If you landed here without reading Part 1 of this article, I recommend you head there and give it quick read ;)
Blind Threat Hunting?
Let’s continue where we left off. The cyber security industry largely regards Threat Hunting as the art of seeking threats that we don’t know we don’t know (unknown unknowns). An example of this would be the activity of a threat actor that has dwelled in your network for months, exfiltrating data and disseminating back doors, unknown to your cyber team, avoiding the vast majority of your security controls. Common lore states that this is some of the most difficult and complex tasks that can be undertaken by a security team.
Following the knowledge matrix explained in Part 1, we can’t rely on:
- standard detection rules based off known attacker techniques, the domain of known knowns.
- IOCs, IOA (indicators of attack) and other derivative indices that are the result of novel research into zero-days and general threat actor TTPs, usually requiring higher degrees of expertise for their implementation, the domain of known unknowns.
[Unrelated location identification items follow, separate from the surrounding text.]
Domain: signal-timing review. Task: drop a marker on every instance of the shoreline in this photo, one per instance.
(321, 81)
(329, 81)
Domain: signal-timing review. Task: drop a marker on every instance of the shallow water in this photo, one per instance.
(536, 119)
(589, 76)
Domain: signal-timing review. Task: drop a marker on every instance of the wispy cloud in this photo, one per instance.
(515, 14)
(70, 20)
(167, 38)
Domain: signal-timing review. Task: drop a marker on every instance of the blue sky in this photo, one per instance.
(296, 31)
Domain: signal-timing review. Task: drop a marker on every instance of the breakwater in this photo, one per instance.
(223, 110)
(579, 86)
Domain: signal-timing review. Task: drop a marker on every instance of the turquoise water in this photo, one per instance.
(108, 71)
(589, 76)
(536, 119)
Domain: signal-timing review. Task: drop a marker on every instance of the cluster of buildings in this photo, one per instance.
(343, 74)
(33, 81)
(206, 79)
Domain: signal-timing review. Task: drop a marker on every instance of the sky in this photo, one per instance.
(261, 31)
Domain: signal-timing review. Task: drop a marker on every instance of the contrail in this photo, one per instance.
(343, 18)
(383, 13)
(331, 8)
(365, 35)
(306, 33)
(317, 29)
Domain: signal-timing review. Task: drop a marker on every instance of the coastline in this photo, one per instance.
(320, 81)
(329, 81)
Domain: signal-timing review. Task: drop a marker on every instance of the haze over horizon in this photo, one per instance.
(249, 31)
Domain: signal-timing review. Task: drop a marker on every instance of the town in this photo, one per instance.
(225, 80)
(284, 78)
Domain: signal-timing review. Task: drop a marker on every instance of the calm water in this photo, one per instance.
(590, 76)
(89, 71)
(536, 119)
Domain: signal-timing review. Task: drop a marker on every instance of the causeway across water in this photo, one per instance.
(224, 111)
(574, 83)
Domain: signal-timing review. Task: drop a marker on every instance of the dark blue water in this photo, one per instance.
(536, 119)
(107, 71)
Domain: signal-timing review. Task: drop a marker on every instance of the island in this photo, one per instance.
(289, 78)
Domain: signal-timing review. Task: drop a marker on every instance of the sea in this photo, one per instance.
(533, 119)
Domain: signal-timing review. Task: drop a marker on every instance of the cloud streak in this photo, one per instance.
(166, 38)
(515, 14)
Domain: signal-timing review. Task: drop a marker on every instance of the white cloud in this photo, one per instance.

So then, which types of activities would threat hunting perform, avoiding the use of known detection rules, IOCs, IOA, and generally, any form of structured evidence of system intrusions? Let’s not forget: we are supposed to not know that we don't know these things (unknown unknowns)
. It’s like looking for unseen (unknown) unseen (unknowns) objects. We could imagine such a process would hypothetically go this way:
Leveraging available datasets, threat hunters would craft queries that explore the data in a heuristic way: statistical analysis, stacking methods, unsupervised machine learning algorithms (K-Means clustering, Hierarchical clustering, Neural networks, etc.). Let’s remember: in this hypothetical world of “unknown unknowns”, we don’t know what we are looking for, so we can only rely on data visualization and manipulation techniques hoping this will surface suspicious patterns. In other words: we will know it when we see it, not before. Hold on, I know you are thinking about the consequences of this statement, let’s keep pulling on this thread.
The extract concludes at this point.